# freeform-summary-to-galaxy-template eval

Evaluation plan for the `freeform-summary-to-galaxy-template` Mold. This file is
the **abstract oracle**: properties any emitted `galaxy-workflow-draft` must
satisfy, independent of fixture. Properties are tagged by bucket:

- **fidelity** — does the draft preserve source/data-flow intent without
  inventing or discarding evidence?
- **utility** — is the draft a well-formed gxformat2 draft with topology settled?
- **handoff** — can the per-step loop consume it?
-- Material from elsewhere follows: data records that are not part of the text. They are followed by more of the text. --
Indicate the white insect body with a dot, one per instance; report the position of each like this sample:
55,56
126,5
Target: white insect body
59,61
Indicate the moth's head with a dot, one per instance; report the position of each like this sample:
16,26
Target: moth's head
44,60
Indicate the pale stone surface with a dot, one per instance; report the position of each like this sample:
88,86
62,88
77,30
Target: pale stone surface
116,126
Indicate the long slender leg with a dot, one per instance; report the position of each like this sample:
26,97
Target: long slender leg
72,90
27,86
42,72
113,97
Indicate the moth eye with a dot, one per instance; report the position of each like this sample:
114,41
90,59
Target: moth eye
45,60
## Property: topology is fully resolved

- bucket: utility
- check: llm-judged
- assertion: workflow inputs (with collection shapes and formats), workflow
  outputs, the full step set, and the producer→consumer edge graph are concrete
  gxformat2. No step, edge, input shape, or output is left as a TODO; only
  wrapper-tier fields (`tool_id` / `tool_version` / `tool_shed_repository` /
  `tool_state` and wrapper-determined `in:`/`out:` port names) may be deferred.

## Property: draft validates against the draft contract

- bucket: utility
- check: deterministic
- assertion: `gxwf draft-validate` exits clean (`draft valid`). `TODO` / `TODO_*`
  sentinels and `_plan_*` fields appear only on unresolved tool steps — never on
  workflow inputs, outputs, or the connection graph.

## Property: deferral is wrapper-tier only, evidence not discarded

- bucket: fidelity
- check: llm-judged
- assertion: every `TODO` / `_plan_*` is wrapper-tier. A step whose recipe a
  Foundry pattern page or the IWC exemplar fully determines is filled in
  concretely (tool_id, ports, parameters) rather than left TODO; resolved
  evidence the per-step Mold could not recover is not thrown away.

## Property: source intent and open questions survive

- bucket: fidelity
- check: llm-judged
- assertion: the step set and connections reflect the data-flow brief's
  operations and their order; under-specified operations are carried as explicit
  placeholder steps with `_plan_*` context (or surfaced open questions) rather
  than silently dropped or resolved into invented tools/parameters.

## Property: the per-step loop can consume the draft

- bucket: handoff
- check: llm-judged
- assertion: `advance-galaxy-draft-step` / `implement-galaxy-tool-step` can pick
  each drafty step and resolve a wrapper from its `_plan_*` context without
  re-deriving topology from the source summary.